As decisões partiram de ação civil pública encaminhada pelas promotoras da comarca de Xaxim, Fabiana Mara Silva Wagner e Diana da Costa Chierighini. Elas argumentaram que houve denúncias de interrupção no transporte escolar, no Pronto Atendimento de Saúde, exames médicos, fisioterapia domiciliar e no convênio com o Hospital Frei Bruno, situado no município.

Como a situação não foi normalizada a promotoria encaminhou uma Ação de Improbidade Administrativa, por entender que o prefeito dava mostras de desprezo pelos poderes instituídos. –O objetivo foi garantir o bom andamento dos serviços e reestabelecer a ordem pública- explicou a promotora Diana da Costa Chierighini. Ela afirmou que os atos de Vicenzi volavam os princípios que regem a administração pública.

E afirmou que o vice, Adacir Araldi, que assumiu o executivo, pode ser responsabilizado judicialmente se não retomar a normalidade dos serviços. Araldi informou através de assessoria de imprensa de que não iria se pronunciar até se interar melhor da situação.


COTRAPONTO


O prefeito afastado de Xaxim, Gilson Vicenzi, disse que está recorrendo da decisão judicial e está confiante em voltar ao cargo. –Houve uma falta de entendimento- argumentou. Vicenzi reconheceu que houve redução dos cargos comissionados, embora não lembre quantos, e de convênios.
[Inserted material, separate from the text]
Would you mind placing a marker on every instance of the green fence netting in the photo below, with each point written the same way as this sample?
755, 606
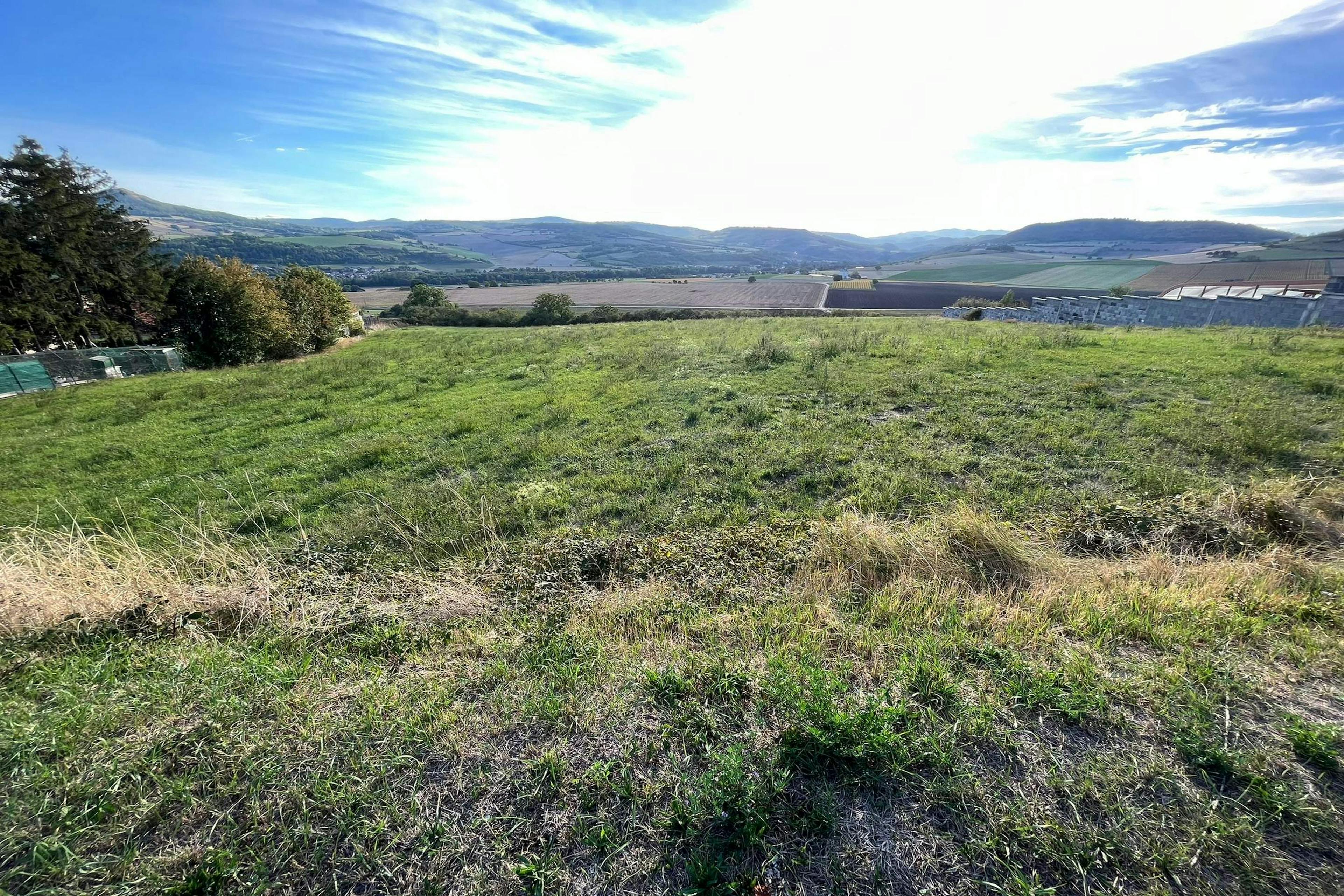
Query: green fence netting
40, 371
Mas nega que tenha ocorrido paralisação de atendimento em represália ao resultado negativo nas urnas. Ele afirmou que as medidas foram tomadas para se adequar à Lei de Responsabilidade Fiscal, que não permite aos administradores deixarem dívidas para seus sucessores.

-Não houve nenhuma paralisação na saúde, educação, transporte escolar ou no atendimento no hospital de Xaxim- argumentou.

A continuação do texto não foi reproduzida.